What I am getting at is that for purposes of public consumption at least the Western democracies were in denial in 1994 about the risk of mass slaughter and eventually genocide and failed to act to an extent that we all pretty well have acknowledged shame about. (No one bothers to suggest that China, Russia or other non-Western powers would be expected to be similarly troubled.) It seems to be recognized that the U.S. was the “indispensable” party that would have had to push forward to make intervention happen, but elected instead to pull back. There is regret that we did not take affirmative action.
It also seems to be accepted that the “Black Hawk Down” disaster and generally unsatisfying experience of “humanitarian” intervention in Somalia took strong measures involving Americans off the table for Rwanda. The Genocide Documentation Project by the National Security Archive and U.S. Holocaust Memorial Museum has helped us to see now how this actually played out back then.
Post-Rwanda 1994, of course, there has been over the years the notion that we learned a valuable lesson from that particular genocide and could now say “never again” with a newly “doctrinized” post-Cold War sense of purpose of a Responsibility to Protect.
Unfortunately the timing gets complicated by other events. We are in a presidential election year. Now the last major “humanitarian” intervention involving U.S. forces was Libya. While initially celebrated, it has become a politically dicey sore spot. The tragic loss of American lives later at Benghazi was fortunately not televised, but we now have a feature Hollywood movie coming anyway. While Washington collectively is not yet ready to examine the decision making process on intervening or not, the specics of the Benghazi incident have attracted more investigation than I recall from “Black Hawk Down” as such. The larger negative geopolitical fallout from the intervention in Libya has become much more apparent much sooner than in Somalia in the early ’90s and already appears to be a major concern of many facets and no easy solutions.
In that sense the factors supporting a cautionary holding back from acting are greater in 2016 than in 1994 (and of course I haven’t even mentioned Iraq/Syria and Afghanistan).
We have hoped that we would not be indispensable on Burundi, in particular that the (post-Gaddafi) African Union could find common purpose and means to act. That hasn’t happened. My perception is that there might be reason to hope for this sort of AU action many years in the future but that the capacity is really just not there now.
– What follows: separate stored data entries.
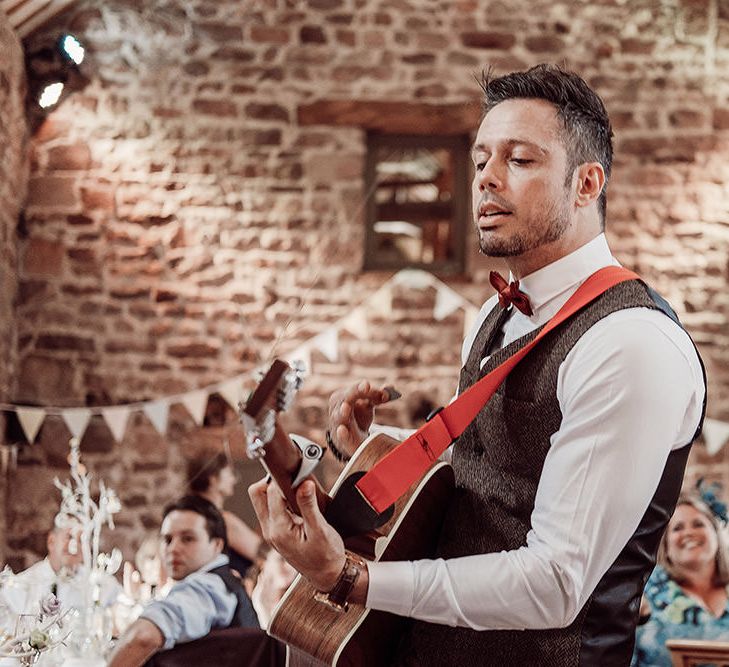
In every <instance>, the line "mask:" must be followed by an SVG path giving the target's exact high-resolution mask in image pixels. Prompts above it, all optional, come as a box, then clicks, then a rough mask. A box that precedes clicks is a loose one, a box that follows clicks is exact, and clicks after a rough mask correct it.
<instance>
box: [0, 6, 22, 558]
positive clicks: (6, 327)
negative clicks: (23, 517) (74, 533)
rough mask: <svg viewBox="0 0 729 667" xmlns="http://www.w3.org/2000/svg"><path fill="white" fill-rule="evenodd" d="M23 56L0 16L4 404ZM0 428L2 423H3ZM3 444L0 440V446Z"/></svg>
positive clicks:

It has to be noted that governance in the region has continued to be dominated by what could be called a “league of extraordinary generals”–Kagame and Museveni as well as, in a sense, Nkurunziza. Nearby Mugabe remains and Kabila the younger. Who can really be an honest broker or claim with a straight face to be primarily acting on global “humanitarian” values without outside leadership?
Museveni and Nkurunziza are militarily allied with the West in the current AMISOM effort in Somalia which will need to continue for some long time yet. Museveni is involved with the US in our Lord’s Resistance Army operation which presumably is indefinite at this point. Kagame has apparently decided to postpone the transition to a postwar elected leadership by his constitutional referendum lifting term limits, like Museveni did long ago. He probably expects a relationship at least as good with the next U. S. administration for his re-election in 2017. He appears to continue to be a darling of Davos and to be working with a variety of endeavors involving commodities trade and related regionalization that enjoy quasi-official support around Washington aside from the public foreign aid.
And now we see the leak through Reuters of the confidential report under UN auspices of Rwandan involvement in training and supporting rebels in Burundi already.
If, God forbid, things turn sharply for the worse in Burundi, and there “isn’t anyone else,” would the U.S. seriously consider an emergency humanitarian intervention or not? If not, are we prepared to explain to our children why not, again, while living also with the consequences? I am in no way qualified to advocate for or against a particular course of action, nor do I know the backstory of the latest facts on the ground, I am just asking the questions as to our policy parameters as a taxpayer/citizen/ voter and a person of humanitarian concern.